Secondly, the proliferation of renegade tweets on official accounts early on, and of renegade accounts once management began to crack down on those, is a symptom in part of the highly decentralized structure of the NPS compared to other land-management agencies. There are real problems with the considerable amounts of autonomy granted to park superintendents, which has contributed to recent scandals at parks like Grand Canyon, Yellowstone, and Yosemite. Tighter oversight of superintendents by regional management would be a good idea, I think.

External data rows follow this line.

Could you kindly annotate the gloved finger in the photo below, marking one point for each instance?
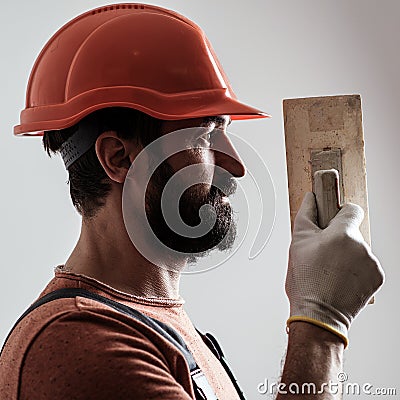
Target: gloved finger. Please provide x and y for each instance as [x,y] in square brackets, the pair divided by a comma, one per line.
[306,217]
[350,216]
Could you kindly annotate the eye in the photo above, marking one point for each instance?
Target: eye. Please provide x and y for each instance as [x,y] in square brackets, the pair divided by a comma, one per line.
[206,136]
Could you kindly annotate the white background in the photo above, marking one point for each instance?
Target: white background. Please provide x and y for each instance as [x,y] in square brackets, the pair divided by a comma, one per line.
[270,50]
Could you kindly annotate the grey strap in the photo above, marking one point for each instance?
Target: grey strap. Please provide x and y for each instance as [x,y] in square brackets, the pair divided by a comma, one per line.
[79,143]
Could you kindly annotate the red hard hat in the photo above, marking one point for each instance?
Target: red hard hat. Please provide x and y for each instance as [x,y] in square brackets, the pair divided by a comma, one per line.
[127,55]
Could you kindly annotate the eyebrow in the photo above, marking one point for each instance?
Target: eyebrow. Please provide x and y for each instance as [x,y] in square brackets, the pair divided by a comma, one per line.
[218,120]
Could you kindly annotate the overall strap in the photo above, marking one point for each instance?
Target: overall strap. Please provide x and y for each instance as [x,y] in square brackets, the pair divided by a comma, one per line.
[215,347]
[201,386]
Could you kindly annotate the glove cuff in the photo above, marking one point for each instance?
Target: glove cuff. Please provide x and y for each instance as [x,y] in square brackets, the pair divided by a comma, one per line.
[340,331]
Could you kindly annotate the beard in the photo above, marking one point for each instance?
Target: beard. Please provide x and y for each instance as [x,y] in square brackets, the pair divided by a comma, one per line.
[216,218]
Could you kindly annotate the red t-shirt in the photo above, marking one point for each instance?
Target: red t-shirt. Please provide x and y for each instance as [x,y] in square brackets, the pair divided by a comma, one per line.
[81,349]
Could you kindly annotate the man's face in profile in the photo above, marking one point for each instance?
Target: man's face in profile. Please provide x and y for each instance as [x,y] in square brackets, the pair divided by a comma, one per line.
[204,203]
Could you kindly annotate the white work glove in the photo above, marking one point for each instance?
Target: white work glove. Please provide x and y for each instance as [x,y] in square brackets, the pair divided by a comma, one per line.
[332,273]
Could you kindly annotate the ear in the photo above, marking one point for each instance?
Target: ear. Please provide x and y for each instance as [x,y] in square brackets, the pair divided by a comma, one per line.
[115,155]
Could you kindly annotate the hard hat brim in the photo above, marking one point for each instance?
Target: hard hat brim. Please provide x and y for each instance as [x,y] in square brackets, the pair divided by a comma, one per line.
[196,104]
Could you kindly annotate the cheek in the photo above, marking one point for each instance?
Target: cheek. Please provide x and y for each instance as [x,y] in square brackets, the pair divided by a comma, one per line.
[198,164]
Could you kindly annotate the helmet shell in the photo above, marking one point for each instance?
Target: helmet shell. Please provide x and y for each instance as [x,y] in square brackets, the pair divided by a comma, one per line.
[127,55]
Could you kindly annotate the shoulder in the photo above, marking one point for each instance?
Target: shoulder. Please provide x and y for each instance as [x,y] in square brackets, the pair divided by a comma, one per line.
[90,350]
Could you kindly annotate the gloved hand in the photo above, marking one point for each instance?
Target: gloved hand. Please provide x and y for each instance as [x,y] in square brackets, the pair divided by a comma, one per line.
[332,272]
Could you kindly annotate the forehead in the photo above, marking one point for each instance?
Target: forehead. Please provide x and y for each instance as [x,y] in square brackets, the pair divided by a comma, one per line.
[219,120]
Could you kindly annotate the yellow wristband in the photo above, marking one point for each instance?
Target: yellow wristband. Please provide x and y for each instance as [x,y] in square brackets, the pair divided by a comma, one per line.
[320,324]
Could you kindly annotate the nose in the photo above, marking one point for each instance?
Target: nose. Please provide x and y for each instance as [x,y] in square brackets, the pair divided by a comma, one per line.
[226,156]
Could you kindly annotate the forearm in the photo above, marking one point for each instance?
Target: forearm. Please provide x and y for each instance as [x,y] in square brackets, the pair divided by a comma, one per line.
[313,360]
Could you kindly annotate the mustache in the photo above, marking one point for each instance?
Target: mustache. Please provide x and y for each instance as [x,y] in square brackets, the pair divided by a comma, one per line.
[224,185]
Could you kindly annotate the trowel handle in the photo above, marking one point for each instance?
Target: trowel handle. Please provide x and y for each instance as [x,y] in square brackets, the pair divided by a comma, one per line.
[326,190]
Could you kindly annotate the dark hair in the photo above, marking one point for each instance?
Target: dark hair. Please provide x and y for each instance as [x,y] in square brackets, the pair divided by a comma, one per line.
[89,184]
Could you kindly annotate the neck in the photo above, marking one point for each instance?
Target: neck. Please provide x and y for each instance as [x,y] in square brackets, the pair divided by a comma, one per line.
[104,252]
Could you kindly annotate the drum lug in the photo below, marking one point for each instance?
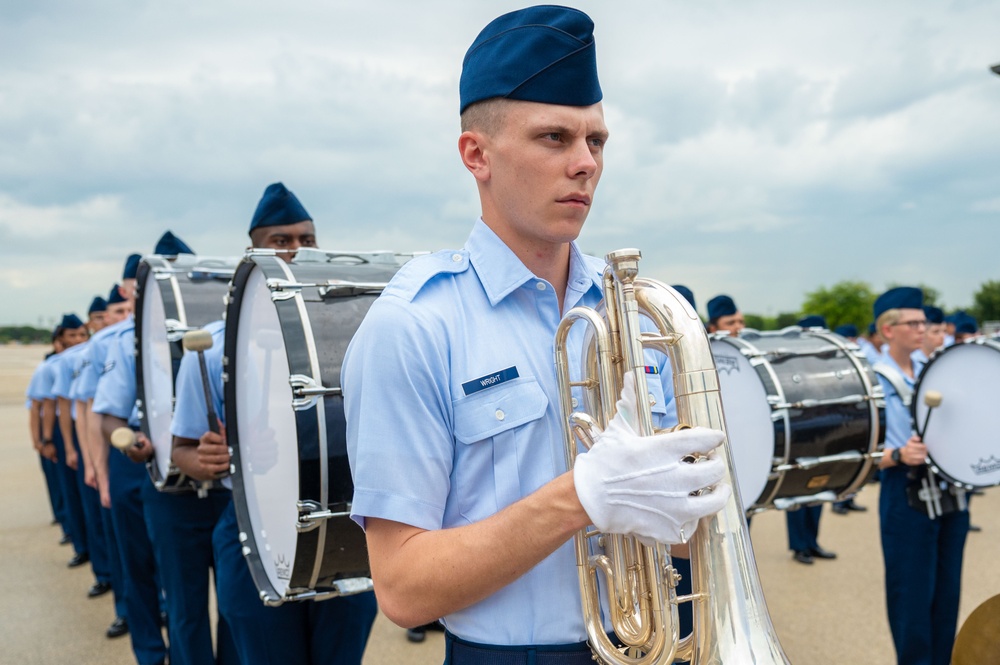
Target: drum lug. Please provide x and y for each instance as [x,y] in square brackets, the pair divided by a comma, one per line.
[306,390]
[283,289]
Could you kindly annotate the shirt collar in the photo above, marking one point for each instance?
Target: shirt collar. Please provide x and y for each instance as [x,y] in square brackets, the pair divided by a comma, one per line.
[501,272]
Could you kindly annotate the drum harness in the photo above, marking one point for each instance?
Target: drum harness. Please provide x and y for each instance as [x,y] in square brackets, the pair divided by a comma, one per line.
[925,492]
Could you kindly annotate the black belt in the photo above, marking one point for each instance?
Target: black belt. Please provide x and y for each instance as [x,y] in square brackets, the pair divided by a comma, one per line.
[463,652]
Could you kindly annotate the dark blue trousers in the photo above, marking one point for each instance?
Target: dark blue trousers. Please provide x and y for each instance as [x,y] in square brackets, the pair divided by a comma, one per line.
[75,524]
[329,632]
[129,482]
[114,563]
[55,491]
[90,501]
[803,528]
[180,526]
[923,574]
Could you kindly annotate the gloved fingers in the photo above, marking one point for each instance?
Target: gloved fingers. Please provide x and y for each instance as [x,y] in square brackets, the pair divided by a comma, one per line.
[700,440]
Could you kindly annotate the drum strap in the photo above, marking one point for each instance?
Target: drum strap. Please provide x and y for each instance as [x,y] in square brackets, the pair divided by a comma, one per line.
[894,377]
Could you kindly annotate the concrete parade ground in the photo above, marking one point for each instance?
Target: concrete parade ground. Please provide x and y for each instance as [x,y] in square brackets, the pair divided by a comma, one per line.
[828,613]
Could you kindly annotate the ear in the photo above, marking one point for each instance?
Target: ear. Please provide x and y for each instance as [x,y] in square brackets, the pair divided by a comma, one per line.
[472,146]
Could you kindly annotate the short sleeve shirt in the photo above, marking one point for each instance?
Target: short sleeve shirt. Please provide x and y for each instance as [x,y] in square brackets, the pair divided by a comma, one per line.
[453,414]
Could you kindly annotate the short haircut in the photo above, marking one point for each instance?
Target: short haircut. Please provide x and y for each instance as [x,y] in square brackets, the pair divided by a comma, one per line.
[487,116]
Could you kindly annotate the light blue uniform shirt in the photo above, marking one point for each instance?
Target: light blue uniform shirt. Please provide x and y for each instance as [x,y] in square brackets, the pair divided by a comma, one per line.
[63,370]
[898,424]
[96,357]
[116,388]
[430,447]
[190,412]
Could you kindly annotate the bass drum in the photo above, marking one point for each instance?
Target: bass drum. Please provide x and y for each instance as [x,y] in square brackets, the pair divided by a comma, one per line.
[171,298]
[288,329]
[805,414]
[963,433]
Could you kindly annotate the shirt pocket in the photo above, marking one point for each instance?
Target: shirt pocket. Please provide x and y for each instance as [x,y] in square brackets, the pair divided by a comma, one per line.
[491,427]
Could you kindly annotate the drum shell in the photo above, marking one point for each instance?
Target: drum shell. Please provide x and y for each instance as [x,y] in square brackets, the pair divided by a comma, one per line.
[315,333]
[191,292]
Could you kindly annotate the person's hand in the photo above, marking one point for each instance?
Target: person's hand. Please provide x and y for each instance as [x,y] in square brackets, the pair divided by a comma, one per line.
[213,453]
[642,486]
[142,450]
[914,453]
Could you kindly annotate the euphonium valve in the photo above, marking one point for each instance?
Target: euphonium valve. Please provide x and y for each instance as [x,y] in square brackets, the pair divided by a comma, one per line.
[731,623]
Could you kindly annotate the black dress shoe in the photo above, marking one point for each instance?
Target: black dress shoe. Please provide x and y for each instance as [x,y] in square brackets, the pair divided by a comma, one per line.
[78,560]
[98,589]
[117,628]
[803,557]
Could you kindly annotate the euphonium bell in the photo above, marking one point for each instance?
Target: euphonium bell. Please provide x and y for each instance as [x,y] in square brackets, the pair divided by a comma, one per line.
[731,623]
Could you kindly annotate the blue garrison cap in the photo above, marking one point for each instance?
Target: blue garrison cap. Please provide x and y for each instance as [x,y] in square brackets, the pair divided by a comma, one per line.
[847,330]
[901,297]
[812,321]
[966,324]
[720,306]
[278,207]
[70,322]
[686,292]
[171,245]
[98,304]
[115,296]
[933,314]
[131,266]
[538,54]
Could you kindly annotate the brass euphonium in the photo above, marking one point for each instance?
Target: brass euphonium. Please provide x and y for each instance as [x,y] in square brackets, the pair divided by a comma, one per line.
[731,623]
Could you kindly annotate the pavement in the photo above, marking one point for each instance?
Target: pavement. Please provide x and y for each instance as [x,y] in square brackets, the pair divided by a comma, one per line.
[829,613]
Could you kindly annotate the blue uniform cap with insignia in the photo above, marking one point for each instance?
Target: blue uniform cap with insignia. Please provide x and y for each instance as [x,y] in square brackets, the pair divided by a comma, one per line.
[966,324]
[171,245]
[538,54]
[847,330]
[686,292]
[115,295]
[933,314]
[720,306]
[901,297]
[98,304]
[812,321]
[70,322]
[131,266]
[278,207]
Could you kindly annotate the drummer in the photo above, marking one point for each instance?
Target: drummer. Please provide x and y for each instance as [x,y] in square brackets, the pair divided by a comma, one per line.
[724,316]
[923,555]
[803,523]
[332,631]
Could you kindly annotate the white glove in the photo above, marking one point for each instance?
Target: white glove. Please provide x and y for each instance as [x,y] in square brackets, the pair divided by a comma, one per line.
[640,486]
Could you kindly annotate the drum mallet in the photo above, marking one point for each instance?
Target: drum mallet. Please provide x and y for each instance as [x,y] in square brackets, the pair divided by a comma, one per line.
[200,341]
[124,438]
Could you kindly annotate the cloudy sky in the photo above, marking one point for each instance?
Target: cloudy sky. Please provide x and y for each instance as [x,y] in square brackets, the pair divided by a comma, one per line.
[759,148]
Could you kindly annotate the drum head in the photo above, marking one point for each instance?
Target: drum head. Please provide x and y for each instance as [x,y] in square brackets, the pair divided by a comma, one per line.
[265,417]
[748,419]
[157,375]
[963,434]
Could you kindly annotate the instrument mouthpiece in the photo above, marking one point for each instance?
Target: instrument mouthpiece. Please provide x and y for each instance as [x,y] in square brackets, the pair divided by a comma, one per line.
[197,340]
[122,438]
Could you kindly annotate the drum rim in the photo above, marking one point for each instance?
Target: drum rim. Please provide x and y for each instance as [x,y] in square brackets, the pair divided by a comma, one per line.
[915,401]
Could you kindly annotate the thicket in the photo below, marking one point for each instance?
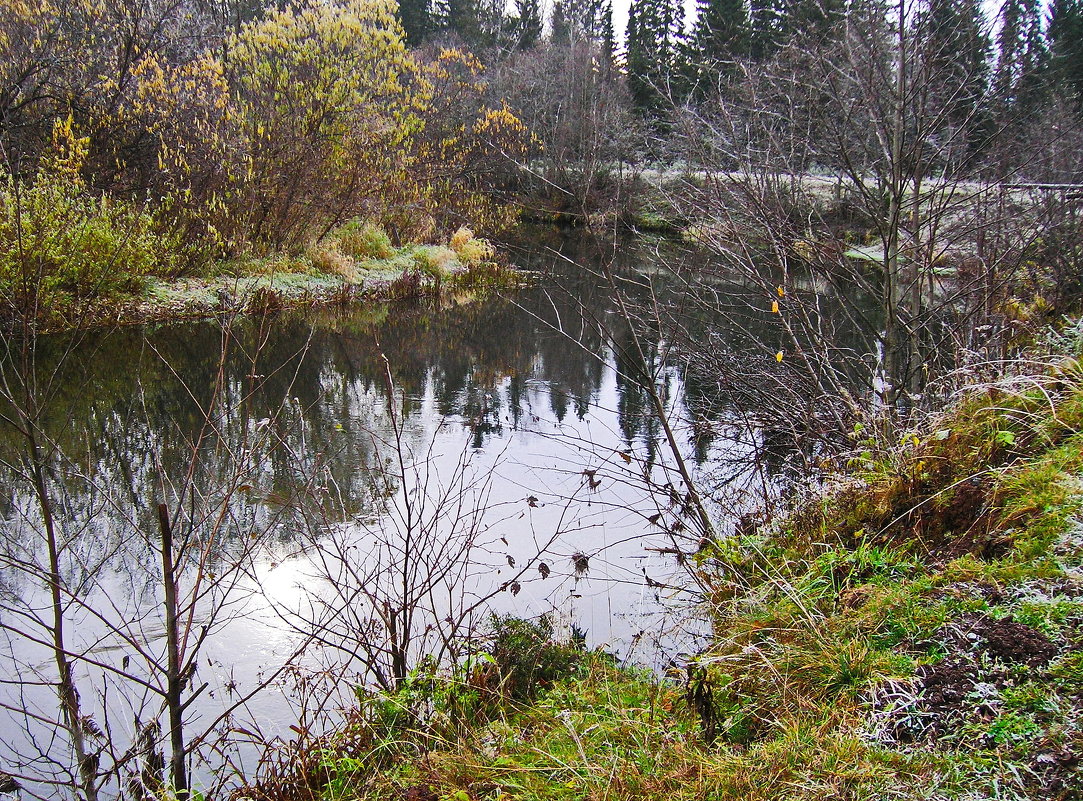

But the decentralization goes well beyond them, and to some degree is a function of the nature of the work itself, as encapsulated in the term “ranger” itself. There’s just a limit to how much supervision even park management can exercise over individual employees when wandering around the park is a big part of the job. I can attest that when I was first starting to lead tours at Chaco I was told that a senior ranger would go on one of my own tours within the first couple weeks to check on me. It never happened, not just in the first two weeks but ever. Especially at smaller parks where staffing is always stretched pretty thin, there’s not a whole lot of effective supervision and management just has to trust that employees are doing things right. And again, many of these employees are seasonals without any real job security, which further limits the options management has for dealing with a rogue ranger. This has been another contributing factor to the scandals I mentioned above. Visitor feedback is one of the main mechanisms for supervision in this context, which is a good thing to keep in mind if you have a particularly bad (or good!) encounter with a ranger at a park as a visitor. They really do read those comment forms.

Luckily, in my experience the vast majority of NPS employees, regardless of their employment status, are conscientious and passionate about their jobs, so the lack of supervision and need to rely on trust aren’t as big a problem as they could be, although as the recent scandals have showed they can lead to big problems if management isn’t making a conscientious effort to exercise what supervision it can and to create a healthy working environment for all staff. The excessive autonomy of superintendents and especially the over-reliance on non-permanent staff are bigger problems, and the latter in particular is unconscionable even if it does enable some snarky tweets directed at Donald Trump.